In most years, Christmas, Hanukkah and Kwanzaa are celebrated in close proximity to one another. This year is no exception. Hanukkah starts Dec. 2l, Christmas is on Dec. 25 and Kwanzaa starts on Dec. 26. All three are joyous occasions that focus on family, children and gift−giving.
Jews are preparing for their eight−day observance of Hanukkah. Throughout this holiday, gifts will be given to children. These gifts, customarily toys and books, also include “gelt” (Yiddish for “money”) and candy gelt (chocolate coins).
A new survey among adult men revealed that the most dreaded holiday visitor in December is the mother−in−law. The thought of their spouse’s mother spending the festive season with them is strictly !@#$%.
It is believed the tradition of gelt−giving commemorates the year 142 B.C., when the Jews won independence in the world’s first battle fought for religious freedom and began creating their own money.
During the Hanukkah holidays, when my two sons were young, I spoke to each to impart a simple, four−word message: no haircut, no gelt. To this day, there weren’t two more well−groomed scalps in Queens than on Jon and Vance.
It is hard to buy holiday gifts early in the year. You never know who your friends will be in December.
Christmas is the time to let minds wander to mistletoe and holly, burning candles, decorated trees, warmth and friendship. Author Washington Irving put it best when he wrote: “Of all the festivals, that of Christmas awakens the strongest and most heartfelt associations. There is a tone of solemn and sacred feeling that blends with our conviviality and lifts the spirit of hallowed and elevated enjoyment.”
The gift−giving season this year may be slow. I hear Santa Claus lost a bundle in the stock market.
Christmas Eve is magic for children. They hang their stockings by the chimney with care before going to sleep (although the TV, computer or dishwasher are wonderful substitutes for families without fireplaces.) Then their long countdown begins. Will Santa deliver the gifts they wanted? Christmas morning is a child’s moment of truth and the time for the family to enjoy the holiday together.

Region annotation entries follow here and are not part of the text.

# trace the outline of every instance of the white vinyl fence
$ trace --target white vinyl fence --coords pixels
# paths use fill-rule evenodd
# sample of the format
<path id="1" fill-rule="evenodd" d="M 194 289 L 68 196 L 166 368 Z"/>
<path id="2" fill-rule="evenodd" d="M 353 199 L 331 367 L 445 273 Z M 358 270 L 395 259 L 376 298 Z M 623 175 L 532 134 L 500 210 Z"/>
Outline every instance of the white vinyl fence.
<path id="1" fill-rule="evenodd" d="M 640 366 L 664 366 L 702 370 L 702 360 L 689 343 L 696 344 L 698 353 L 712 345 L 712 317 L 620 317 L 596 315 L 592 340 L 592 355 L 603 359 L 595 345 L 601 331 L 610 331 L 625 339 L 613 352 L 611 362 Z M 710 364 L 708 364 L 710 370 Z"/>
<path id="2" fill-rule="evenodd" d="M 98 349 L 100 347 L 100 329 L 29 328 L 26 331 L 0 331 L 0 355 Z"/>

Many parents will celebrate Christmas in style. They are going to roast their stockbrokers over an open fire.
Kwanzaa, a seven−day, African−American cultural holiday, celebrates children, family, community and heritage. The name means “first fruits” in Swahili. On the sixth day, a large feast called the “karamu” is held. This day provides the opportunity to give thanks for the past year and “zawadi” (gifts) are given to children. It is also traditional to narrate African tales.
Stop the presses! I just got word that there is a plan afoot to merge Christmas and Hanukkah. Since both holidays fall closely together, celebrate with bright lights and candles, feast abundantly and give gifts to children, why not? The new holiday will be named “Chrisukkah.”
While details are not available, it is believed the high cost of celebrating the eight days of Hanukkah and 12 days of Christmas should be combined for economical reasons. All celebrants would then be able to enjoy concentrated, high−quality service during a streamlined, new five−day holiday.
Massive layoffs are to be expected, however, with lords a−leaping, maids a−milking, gelt manufacturers and candlestick makers being the hardest hit. As part of the conditions of the agreement, the letters on the dreidel currently in Hebrew, would be replaced by Latin, thus becoming unintelligible to a wider audience.
In exchange, Jews will be allowed to use Santa Claus and his vast merchandising resources for buying and delivering their gifts. One of the points holding up the agreement was the question of whether Jewish children could mix meat and dairy by leaving milk and cookies for Santa after Santa had eaten non−parve meat for dinner.
A breakthrough came when Oreos were declared kosher. A representative for Christmas Inc. declined to say whether or not a takeover of Kwanzaa might be in the works, since it will help maintain competitive balance.
Readers, can you imagine the holiday season without an intact Christmas, Hanukkah and Kwanzaa? Relax, folks, I just learned from Bill Maher that the rumor was false. Hurray, oy vey and fa−la−la−la−la, la−la−la−la.
With the holidays saved, Gloria and I are sending you all a gift you cannot exchange: love.